As LT outcomes are also influenced by recipient condition (26, 27), it is likely that recipient selection also played a role in achieving the good results observed in this series. This is the reason why, in order to allow a meaningful comparison, recipient characteristics were accounted for in the matching process. However, although initially DCD livers were preferentially allocated to low-MELD patients undergoing LT for HCC, the good results observed during the initial phases of this study fostered an increased confidence with DCD grafts utilization, which led to consider donor of progressively increasing age and to allocate DCD grafts also to patients with severe hepatic disease (Figure 3), without observing any detrimental effect on outcomes. This was also associated with an increasing number of DCD LTs per year (Figure 3). Overall, these findings are in keeping with the good outcome achieved and reflect how utilization of DCD liver grafts has become standard practice.

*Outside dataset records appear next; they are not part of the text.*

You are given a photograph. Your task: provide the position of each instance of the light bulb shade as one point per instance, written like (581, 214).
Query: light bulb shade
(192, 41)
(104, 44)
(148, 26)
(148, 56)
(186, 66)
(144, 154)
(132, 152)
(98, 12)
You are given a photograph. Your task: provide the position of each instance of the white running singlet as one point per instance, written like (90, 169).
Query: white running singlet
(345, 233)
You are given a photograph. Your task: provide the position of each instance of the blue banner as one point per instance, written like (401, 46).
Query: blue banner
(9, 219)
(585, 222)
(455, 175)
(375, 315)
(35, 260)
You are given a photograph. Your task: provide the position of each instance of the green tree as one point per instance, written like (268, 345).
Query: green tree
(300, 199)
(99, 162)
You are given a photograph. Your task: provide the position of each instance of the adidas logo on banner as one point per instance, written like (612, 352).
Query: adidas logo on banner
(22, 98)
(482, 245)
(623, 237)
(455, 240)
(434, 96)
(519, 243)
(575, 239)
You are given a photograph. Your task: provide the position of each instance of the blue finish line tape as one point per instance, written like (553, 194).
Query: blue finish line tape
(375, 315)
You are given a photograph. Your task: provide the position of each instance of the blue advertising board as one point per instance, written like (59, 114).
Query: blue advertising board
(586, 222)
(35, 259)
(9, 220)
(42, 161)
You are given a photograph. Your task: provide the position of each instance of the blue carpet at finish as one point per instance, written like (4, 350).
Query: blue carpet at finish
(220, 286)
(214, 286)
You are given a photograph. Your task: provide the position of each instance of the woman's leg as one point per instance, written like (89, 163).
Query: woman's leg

Limitations of our study include retrospective single-centre design and limited numerosity. Given the exploratory nature of this analysis, formal sample size calculation was not made. Also, as the majority of DCD LTs were performed in 2020–2021, follow-up was shorter in DCD group. Although 6-months minimal follow-up should have allowed capturing the majority of biliary complications, late-onset complications could have been missed. We are aware that an updated definition of functional WIT has been recently introduced (47). However, all cases included in this study were antecedent to its introduction and a retrospective recalculation of functional WIT was not possible. Finally, as all grafts included in this study were treated with D-HOPE, we could not evaluate the additional value of D-HOPE after A-NRP. It could be argued that use of machine perfusion could be omitted in selected cases, whereas additional viability assessment by normothermic machine perfusion could be indicated in others (48). In our experience, use of D-HOPE has been systematic for grafts meeting all viability criteria during A-NRP, which are those included in this series. So far, use of normothermic machine perfusion has been limited to cases characterized by doubtful evaluation during A-NRP (24), or in which logistics constraints imposed prolonging preservation time. Well designed and appropriately powered randomized studies are needed to define when and by which modality machine perfusion after A-NRP is indicated in DCD LT.

In conclusion, despite apparently prohibitive WIT, outcome of LT using livers from controlled DCD donors treated by a combination of A-NRP and D-HOPE is comparable to that of DBD LT, suggesting that a wider implementation of this approach could contribute improving the results of DCD LT and expand donor pool. Larger studies are required to confirm these findings, refine our evaluation process, and establish when and by which modality machine perfusion is indicated in this setting.